Starting a few days ago, almost no one is going out, except to do their big shopping. so how can the virus still spread?

[+] kens|6 years ago|reply
The Johns Hopkins data (used in your link) has had a lot of problems the last couple of days. They've been doing various refactorings such as switching from per-county to per-state data, and it's causing a lot of issues. (It's a bit alarming that the number of cases is so high that even the people just tracking the data are getting overwhelmed.)

I've been following their data for a while and I admire their work, but I've stopped believing their numbers without double-checking. (Yes, I've filed bugs.) In addition, the last day on the graph has always made it look like cases are tapering off because it's partial data.

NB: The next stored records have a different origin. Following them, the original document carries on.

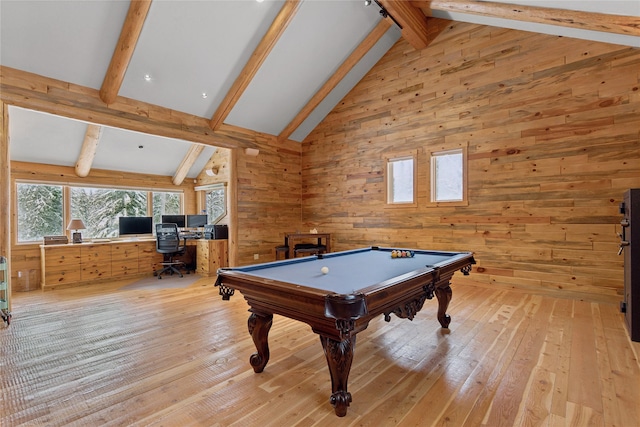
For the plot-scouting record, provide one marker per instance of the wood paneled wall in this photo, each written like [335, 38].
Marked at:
[269, 198]
[25, 267]
[552, 127]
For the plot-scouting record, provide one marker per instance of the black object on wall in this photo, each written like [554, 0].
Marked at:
[218, 231]
[630, 247]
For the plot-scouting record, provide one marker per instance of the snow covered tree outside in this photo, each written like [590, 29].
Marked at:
[165, 203]
[40, 211]
[216, 204]
[99, 208]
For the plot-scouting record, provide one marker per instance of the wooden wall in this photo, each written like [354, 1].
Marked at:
[552, 127]
[269, 198]
[25, 257]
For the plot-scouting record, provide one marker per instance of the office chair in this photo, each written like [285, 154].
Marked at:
[168, 244]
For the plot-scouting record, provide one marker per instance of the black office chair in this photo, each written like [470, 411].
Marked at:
[168, 244]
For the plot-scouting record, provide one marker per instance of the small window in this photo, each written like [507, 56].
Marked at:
[166, 203]
[40, 211]
[448, 177]
[216, 203]
[401, 180]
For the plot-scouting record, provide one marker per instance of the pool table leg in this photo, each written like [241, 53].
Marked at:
[444, 297]
[259, 326]
[339, 357]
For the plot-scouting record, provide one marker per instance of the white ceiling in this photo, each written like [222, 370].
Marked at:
[194, 47]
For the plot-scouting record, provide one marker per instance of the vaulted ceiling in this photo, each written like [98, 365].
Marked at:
[275, 67]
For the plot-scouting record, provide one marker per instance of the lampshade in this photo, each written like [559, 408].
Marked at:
[76, 224]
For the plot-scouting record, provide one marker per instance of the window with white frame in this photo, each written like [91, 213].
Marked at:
[166, 203]
[215, 201]
[448, 176]
[401, 180]
[40, 211]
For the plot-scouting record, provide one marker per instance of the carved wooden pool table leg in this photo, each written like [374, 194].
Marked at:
[339, 357]
[259, 326]
[444, 297]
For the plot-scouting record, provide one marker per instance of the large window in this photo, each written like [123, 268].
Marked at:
[44, 209]
[401, 180]
[99, 208]
[40, 211]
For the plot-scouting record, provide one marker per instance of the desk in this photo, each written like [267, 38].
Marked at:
[74, 264]
[360, 285]
[204, 256]
[291, 239]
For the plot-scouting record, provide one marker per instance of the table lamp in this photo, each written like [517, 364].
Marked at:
[76, 224]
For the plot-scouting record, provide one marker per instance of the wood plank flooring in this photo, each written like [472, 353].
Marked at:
[98, 355]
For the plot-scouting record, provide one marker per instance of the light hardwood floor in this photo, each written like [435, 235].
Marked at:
[99, 355]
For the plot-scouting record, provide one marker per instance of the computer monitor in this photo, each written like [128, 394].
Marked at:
[178, 220]
[135, 225]
[196, 220]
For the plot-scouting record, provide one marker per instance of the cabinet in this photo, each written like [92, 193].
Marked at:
[124, 260]
[211, 255]
[60, 264]
[83, 263]
[95, 262]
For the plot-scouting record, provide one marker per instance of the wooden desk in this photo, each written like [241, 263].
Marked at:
[291, 239]
[76, 264]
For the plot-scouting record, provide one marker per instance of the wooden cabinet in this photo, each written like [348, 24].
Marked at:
[148, 259]
[124, 260]
[83, 263]
[60, 264]
[211, 255]
[95, 262]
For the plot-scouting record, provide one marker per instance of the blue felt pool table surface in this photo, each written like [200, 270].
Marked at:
[349, 271]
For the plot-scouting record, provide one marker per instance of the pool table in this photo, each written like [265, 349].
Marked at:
[358, 286]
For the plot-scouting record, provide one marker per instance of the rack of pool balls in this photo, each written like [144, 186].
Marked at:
[397, 253]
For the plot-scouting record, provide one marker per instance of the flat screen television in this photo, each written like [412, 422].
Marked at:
[196, 220]
[178, 220]
[135, 225]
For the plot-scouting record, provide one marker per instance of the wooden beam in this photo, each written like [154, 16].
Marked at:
[412, 21]
[335, 79]
[279, 25]
[188, 161]
[129, 35]
[28, 90]
[88, 151]
[617, 24]
[5, 196]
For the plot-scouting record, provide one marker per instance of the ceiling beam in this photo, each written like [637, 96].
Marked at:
[617, 24]
[88, 151]
[188, 161]
[39, 93]
[411, 19]
[337, 77]
[279, 25]
[121, 57]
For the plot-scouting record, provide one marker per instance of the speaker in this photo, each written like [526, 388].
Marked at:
[216, 231]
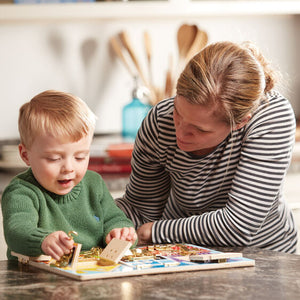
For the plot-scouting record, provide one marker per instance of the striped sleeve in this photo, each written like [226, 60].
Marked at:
[231, 197]
[149, 186]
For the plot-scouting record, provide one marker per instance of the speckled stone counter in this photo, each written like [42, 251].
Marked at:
[275, 276]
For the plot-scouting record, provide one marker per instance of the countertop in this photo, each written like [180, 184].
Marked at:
[275, 276]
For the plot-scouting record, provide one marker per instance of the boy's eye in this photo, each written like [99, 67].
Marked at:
[80, 158]
[52, 158]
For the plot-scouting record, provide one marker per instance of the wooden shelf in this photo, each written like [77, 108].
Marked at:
[143, 9]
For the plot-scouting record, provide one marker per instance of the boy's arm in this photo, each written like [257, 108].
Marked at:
[20, 221]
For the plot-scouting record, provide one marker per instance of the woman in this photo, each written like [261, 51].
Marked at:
[209, 164]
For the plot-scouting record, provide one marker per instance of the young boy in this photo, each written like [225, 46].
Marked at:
[57, 193]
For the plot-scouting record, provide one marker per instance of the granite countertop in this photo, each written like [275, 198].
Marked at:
[275, 276]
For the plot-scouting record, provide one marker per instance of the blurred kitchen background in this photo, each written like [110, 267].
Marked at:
[73, 47]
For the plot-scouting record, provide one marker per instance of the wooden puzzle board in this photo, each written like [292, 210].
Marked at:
[159, 264]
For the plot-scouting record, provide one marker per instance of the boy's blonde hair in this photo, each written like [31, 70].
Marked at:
[60, 114]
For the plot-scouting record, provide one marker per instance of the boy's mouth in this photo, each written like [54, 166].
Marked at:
[65, 181]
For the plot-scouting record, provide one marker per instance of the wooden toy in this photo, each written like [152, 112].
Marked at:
[116, 260]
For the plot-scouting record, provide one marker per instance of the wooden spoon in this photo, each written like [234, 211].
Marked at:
[186, 35]
[117, 47]
[199, 43]
[124, 37]
[147, 42]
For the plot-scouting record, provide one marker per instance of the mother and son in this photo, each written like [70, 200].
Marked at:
[208, 166]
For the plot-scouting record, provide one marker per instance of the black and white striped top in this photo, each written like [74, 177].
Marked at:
[230, 197]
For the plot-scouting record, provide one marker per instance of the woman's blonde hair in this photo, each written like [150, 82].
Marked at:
[235, 78]
[60, 114]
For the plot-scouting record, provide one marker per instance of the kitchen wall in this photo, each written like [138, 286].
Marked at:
[74, 56]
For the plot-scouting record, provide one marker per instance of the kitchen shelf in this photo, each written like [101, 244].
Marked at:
[143, 9]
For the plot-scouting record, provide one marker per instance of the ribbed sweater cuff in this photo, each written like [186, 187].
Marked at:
[35, 240]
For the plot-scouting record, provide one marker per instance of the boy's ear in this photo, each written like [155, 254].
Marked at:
[24, 154]
[244, 122]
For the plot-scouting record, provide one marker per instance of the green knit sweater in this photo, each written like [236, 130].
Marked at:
[30, 213]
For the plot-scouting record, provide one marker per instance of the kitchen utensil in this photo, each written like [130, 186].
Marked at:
[186, 35]
[117, 47]
[148, 48]
[169, 79]
[124, 37]
[198, 44]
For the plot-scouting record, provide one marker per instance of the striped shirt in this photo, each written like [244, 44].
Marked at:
[230, 197]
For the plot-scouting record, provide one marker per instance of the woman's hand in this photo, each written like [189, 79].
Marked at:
[125, 234]
[145, 234]
[56, 244]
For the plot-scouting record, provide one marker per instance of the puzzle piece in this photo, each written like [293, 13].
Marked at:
[113, 252]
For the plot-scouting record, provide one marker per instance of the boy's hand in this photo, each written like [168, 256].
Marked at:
[125, 234]
[145, 234]
[56, 244]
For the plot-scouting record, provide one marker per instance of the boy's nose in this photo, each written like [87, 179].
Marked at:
[67, 166]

https://github.com/CSSEGISandData/COVID-19/issues/650

[+] twoodfin|6 years ago|reply
Starting a few days ago, almost no one is going out, except to do their big shopping. so how can the virus still spread?

I think this is a very localized view of behavior. There are many large regions, pockets, demographic slices of the country where life is going on roughly as it was a few weeks ago.

[+] trimbo|6 years ago|reply
> to get the actual number of confirmed cases today

I think for this part you meant "actual number of cases"? Since the confirmed number was 1/10th of that.

[+] eanzenberg|6 years ago|reply
The disparity of death rates among countries has more to do with infrastructure than the virus. Germany and Switzerland are proving this is just a flu, albeit a pretty bad one (0.1-0.5% death rate). More testing will prove this out by increasing the denominator by 10x.
[+] antirez|6 years ago|reply
This does not make any sense. North Italy health care is at least as good as the one in Germany and surely better than the one in Switzerland. Probably these countries are sampling a lot the general population finding many people with mild or no symptoms. In Italy because of the size of the problem the ones getting sampled are now almost solely severe cases.
[+] usaar333|6 years ago|reply
No one is getting out with a death rate that low. SK is nearing 1%.

The numbers are only so low in Germany/Switzerland because its a) growing fast and b) they are testing aggressively. More precisely (and morbidly), the death rate is low because not enough time has passed yet.